Last night I gave myself the gift of finally finishing TV’s The Handmaid’s Tale, which, despite its frustrating offness about race and its Girl with the Dragon Tattooism, entertained and evoked. Still, I was relieved to see the finale and move on to less passively torturey entertainments.
So when the R. Kelly story broke–or rather, when the latest in a multi-decades-long string of R. Kelly pedophile/abuser stories broke, I was already dwelling on assholes using religion to justify structural domination of women, people of color, and gender/sex minorities.
And while a woman’s grieving parents, not the reporter, likened Kelly’s abuse to a “cult,” Buzzfeed should have chosen a different headline. Because Kelly’s “cult” is really just garden variety domestic abuse, made more exotic by his wealth and fame. Calling it a “cult” frames him and his victims as mentally ill, as “crackpot,” as deluded by manipulative narratives of bogus spirituality.
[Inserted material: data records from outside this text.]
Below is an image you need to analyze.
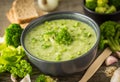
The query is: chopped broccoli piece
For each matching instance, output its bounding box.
[55,28,73,45]
[85,0,97,10]
[109,0,120,9]
[0,44,32,78]
[97,0,108,7]
[4,24,23,47]
[99,21,120,52]
[85,0,117,14]
[8,60,32,78]
[95,7,107,14]
[105,5,117,14]
[35,74,56,82]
Calling it a “cult” masks a dude who simply wants to control women and is wealthy, famous, and experienced enough to do so on a larger-than-usual scale.
If one of the women involved says “Nope, it’s not a cult, I’m fine,” that doesn’t mean she’s “brainwashed.” It means she’s probably like any other victim of domestic violence, protecting her abuser so she can protect herself.
And when the FBI says nope, it’s consensual, why the fuck aren’t they pursuing this as a domestic violence case? With published reports of physical punishments of women who defy Kelly’s elaborate, restrictive rules? How can investigators trust a victim of violence to speak as if from a reality in which she will not be punished for speaking?
Gilead (book): not a cult.
Gilead (TV show): not a cult.
R. Kelly’s entourage: not a cult.
Fox News: not a cult.
A charismatic person subjugating multiple people under the guise of religion/fame/politics: still not a cult.
People are beautifully complex and can believe many wackadoo ideas. But these ideas are developed in a society that makes yachtloads of money from violence against women–in media, in private domestic spaces, in public policies. From TV shows and films that depict violence against women so graphically that any intended feminist critical content is drowned in blood. Our society systematically, routinely devalues black women and girls such that we can’t even see what is happening to the women in Kelly’s orbit.
We are Gilead. We are the women in R Kelly’s houses. And we are R Kelly.